Should go in there and rip out all that evil junk — just rip it out. Then tell him why — tell him why it's for his own good. Should have done it long ago.
No: first tell him why, then rip it out.
But of course it was too late for that. How long had it been since he and Steve had really talked? Four years? More?
Chester finished wiping the silverware dry and crossed the untidy living room and stood at the bottom of the stairs. At least that savage music wasn't on; like his good grades, it could be a sign that Steve was growing up, and getting old enough to know that all you had to do was burn the damn ball back, just forget the pain and return the fire. Wasn't that what a father had to teach his son? If you don't land the first punch, be goddamned sure you land the second.
'You busy, Steve?' he called up the stairs. There was no answer. 'How about a talk?' And surprised himself — his heart beat a little faster.
Steve was not listening: he was pacing around the bedroom, his feet going bang bang on the linoleum. Praying to the pictures, or whatever he did when he wasn't varnishing.

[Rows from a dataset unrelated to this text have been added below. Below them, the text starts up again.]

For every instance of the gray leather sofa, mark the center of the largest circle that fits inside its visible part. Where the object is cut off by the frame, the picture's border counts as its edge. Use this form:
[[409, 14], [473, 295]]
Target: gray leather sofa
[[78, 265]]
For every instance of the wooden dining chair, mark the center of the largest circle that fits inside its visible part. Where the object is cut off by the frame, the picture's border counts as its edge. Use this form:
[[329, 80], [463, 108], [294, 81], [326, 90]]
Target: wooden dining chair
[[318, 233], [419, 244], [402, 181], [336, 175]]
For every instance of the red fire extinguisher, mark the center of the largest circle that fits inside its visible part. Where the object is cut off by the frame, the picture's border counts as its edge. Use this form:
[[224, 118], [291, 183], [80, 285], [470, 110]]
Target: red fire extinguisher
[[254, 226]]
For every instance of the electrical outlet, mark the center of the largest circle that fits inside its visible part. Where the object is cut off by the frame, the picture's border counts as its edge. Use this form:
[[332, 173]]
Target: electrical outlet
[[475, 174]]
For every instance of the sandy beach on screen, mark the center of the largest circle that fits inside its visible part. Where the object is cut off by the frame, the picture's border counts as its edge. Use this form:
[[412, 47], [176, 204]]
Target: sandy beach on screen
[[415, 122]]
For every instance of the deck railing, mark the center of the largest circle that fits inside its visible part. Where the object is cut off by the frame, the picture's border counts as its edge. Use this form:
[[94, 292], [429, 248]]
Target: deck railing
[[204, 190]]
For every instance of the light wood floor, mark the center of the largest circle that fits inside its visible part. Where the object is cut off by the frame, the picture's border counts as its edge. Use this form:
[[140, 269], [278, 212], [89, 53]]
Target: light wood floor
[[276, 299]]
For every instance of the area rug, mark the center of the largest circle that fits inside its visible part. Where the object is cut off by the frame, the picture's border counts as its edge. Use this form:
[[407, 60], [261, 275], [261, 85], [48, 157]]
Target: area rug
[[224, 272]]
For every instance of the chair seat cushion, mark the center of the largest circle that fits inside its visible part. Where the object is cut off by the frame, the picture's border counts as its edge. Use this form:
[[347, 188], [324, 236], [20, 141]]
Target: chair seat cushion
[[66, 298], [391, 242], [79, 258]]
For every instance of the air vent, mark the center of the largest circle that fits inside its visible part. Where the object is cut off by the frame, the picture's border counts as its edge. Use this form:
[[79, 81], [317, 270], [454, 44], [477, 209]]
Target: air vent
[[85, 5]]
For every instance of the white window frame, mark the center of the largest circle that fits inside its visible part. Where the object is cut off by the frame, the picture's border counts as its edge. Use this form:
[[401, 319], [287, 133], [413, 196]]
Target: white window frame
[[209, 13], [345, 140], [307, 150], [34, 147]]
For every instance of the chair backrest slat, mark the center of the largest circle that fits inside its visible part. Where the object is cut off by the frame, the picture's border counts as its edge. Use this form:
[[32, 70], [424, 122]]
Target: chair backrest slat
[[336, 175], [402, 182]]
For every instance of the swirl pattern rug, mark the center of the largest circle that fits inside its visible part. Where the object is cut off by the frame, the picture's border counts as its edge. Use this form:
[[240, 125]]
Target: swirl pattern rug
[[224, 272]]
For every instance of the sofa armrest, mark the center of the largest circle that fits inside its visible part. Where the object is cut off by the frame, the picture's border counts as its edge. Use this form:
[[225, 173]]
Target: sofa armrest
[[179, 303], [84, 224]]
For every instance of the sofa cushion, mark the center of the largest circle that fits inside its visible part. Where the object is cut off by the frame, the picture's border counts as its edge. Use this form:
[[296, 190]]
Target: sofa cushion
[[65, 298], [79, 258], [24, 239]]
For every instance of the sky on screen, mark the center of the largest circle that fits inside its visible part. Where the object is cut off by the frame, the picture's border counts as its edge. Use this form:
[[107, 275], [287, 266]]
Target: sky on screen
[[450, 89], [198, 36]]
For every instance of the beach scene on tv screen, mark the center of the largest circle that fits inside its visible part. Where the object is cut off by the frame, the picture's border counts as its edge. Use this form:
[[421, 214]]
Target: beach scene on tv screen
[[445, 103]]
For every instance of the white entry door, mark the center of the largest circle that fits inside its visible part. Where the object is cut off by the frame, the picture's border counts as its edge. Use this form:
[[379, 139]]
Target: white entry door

'Steve?' Bang, bang, went the footsteps, echoed by his heart. Ridpath went halfway up the stairs and reached the step from which he could see his son's door, which was closed. Through the crack at the bottom of the door, with his eyes right at the level of the floor and looking through the posts of the railing, Ridpath could see the bottoms of Steve's loafers, pacing past. Bang, bang, bang, bang. Steve was patrolling from one end of the room to the other, metronomically, wheeling around when he reached a wall and marching back in a straight line. Marching, he was mumbling something to himself: it sounded like I hear you, I hear you to Chester. I bang hear bang you bang I bang hear . . .
'Okay, you hear me,' he said. 'How about coming out and having a beer with the old man?' His throat was dry — hell, you'd almost think he was afraid of Steve. 'A beer sound good?' he asked, and was pathetic even to himself.
I bang hear bang you bang I bang hear bang you bang I bang . . . The black bottoms of the shoes appeared in the crack at the bottom of the door, one, two, hayfoot, strawfoot, came back in five or six seconds, vanished. 'Beer?' Chester muttered, realizing that whatever Steve was hearing, it was not his father.